Analisis psikologis terhadap lebih dari 20.000 lagu Billboard Hot 100 selama 50 tahun terakhir mencatat peningkatan negativitas dan lirik yang semakin sederhana. Tapi selalu ada cinta di saat kolera (atau lebih tepatnya, pandemi).

Ini bukan masalah opini dan selera. Musik pop, secara umum, menjadi lebih gelap dan sederhana selama 50 tahun terakhir.

Analisis tersebut tidak dilakukan oleh kritikus musik, melainkan oleh psikolog dari Universitas Wina, dan diterbitkan hari terakhir jam 11 Laporan Ilmiah. Investigasi menganalisis 20.186 lagu yang memasuki Papan Iklan 100 Teratas antara tahun 1973 dan 2023 dan menyimpulkan bahwa bahasa yang terkait dengan stres dan perasaan negatif meningkat secara substansial dalam lirik lagu-lagu hits besar di Amerika Serikat.

Untuk mencapai hasil ini, tim mengumpulkan semua tangga lagu mingguan Billboard Hot 100, yang memberi peringkat 100 lagu terpopuler minggu ini berdasarkan formula tertimbang yang mencakup penjualan fisik dan digital, pemutaran radio, serta streaming audio dan video.

Tim menerapkan metode pra-pemrosesan standar untuk mengekstrak dan memproses surat-surat tersebut dan kemudian menggunakan algoritma analisis sentimen yang dipersonalisasi, yang dirancang untuk mengukur muatan emosional yang ada dalam teks.

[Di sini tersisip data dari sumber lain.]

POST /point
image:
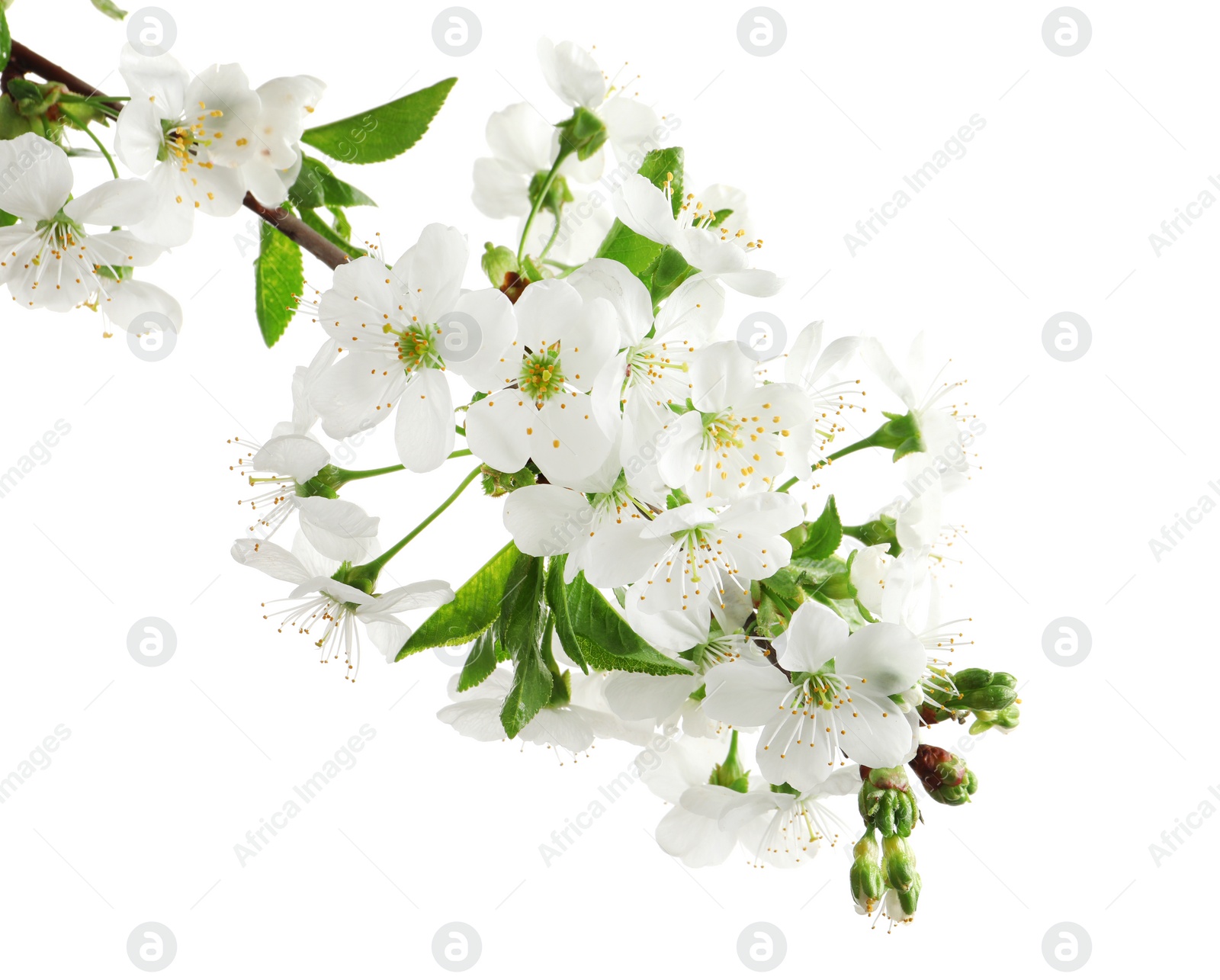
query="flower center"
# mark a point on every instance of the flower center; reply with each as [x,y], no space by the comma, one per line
[416,347]
[542,375]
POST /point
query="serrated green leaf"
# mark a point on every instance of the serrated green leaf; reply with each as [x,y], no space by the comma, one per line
[480,664]
[109,9]
[278,280]
[664,165]
[557,598]
[5,40]
[531,689]
[317,187]
[825,535]
[381,133]
[605,640]
[315,221]
[475,607]
[518,628]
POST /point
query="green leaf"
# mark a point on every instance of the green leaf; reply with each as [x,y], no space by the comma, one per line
[480,664]
[557,598]
[315,221]
[110,9]
[5,40]
[475,607]
[625,246]
[531,689]
[381,133]
[604,638]
[666,165]
[518,628]
[825,535]
[278,281]
[317,187]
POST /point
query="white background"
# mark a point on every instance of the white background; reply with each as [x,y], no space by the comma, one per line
[166,769]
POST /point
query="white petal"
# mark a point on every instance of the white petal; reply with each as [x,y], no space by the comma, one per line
[299,457]
[339,529]
[37,177]
[744,695]
[888,656]
[573,75]
[424,431]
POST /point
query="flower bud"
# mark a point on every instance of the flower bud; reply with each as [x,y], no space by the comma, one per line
[888,803]
[866,876]
[898,863]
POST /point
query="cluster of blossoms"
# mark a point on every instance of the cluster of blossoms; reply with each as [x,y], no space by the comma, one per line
[191,144]
[679,575]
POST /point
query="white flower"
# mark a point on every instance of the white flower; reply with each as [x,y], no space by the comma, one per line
[541,409]
[524,146]
[705,567]
[599,534]
[189,136]
[284,107]
[332,608]
[827,713]
[735,439]
[398,354]
[49,259]
[780,829]
[648,210]
[284,467]
[681,774]
[942,427]
[575,725]
[575,77]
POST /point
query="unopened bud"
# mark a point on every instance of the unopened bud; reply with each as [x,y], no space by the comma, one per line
[888,803]
[866,876]
[898,863]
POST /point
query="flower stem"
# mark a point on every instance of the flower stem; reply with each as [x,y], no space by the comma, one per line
[105,153]
[537,203]
[371,569]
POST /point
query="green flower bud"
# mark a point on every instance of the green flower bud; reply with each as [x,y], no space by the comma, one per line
[888,803]
[971,679]
[992,699]
[866,876]
[898,863]
[583,134]
[497,484]
[1006,719]
[498,262]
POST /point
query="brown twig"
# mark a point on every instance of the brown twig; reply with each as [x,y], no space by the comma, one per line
[287,223]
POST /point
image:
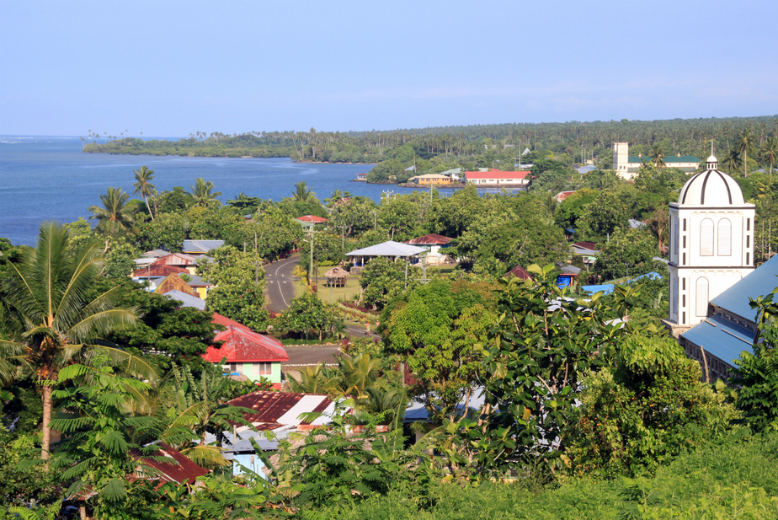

Sebagai tambahan peningkatan negativitaspeneliti mengidentifikasi tren paralel: lirik lagu pop hits menjadi semakin sederhanadalam sebuah evolusi yang penulis tempatkan dalam dialog dengan fenomena sosial yang lebih luas.

Studi tersebut menyatakan bahwa pola yang diamati berkorelasi dengan peningkatan tingkat depresi dan kecemasan yang dilaporkan dan dengan penelitian sebelumnya yang menunjukkan hal tersebut negativitas yang lebih besar di bidang budaya lainnyaseperti berita yang disajikan oleh media dan fiksi sastra, jelas tim dalam penelitian tersebut.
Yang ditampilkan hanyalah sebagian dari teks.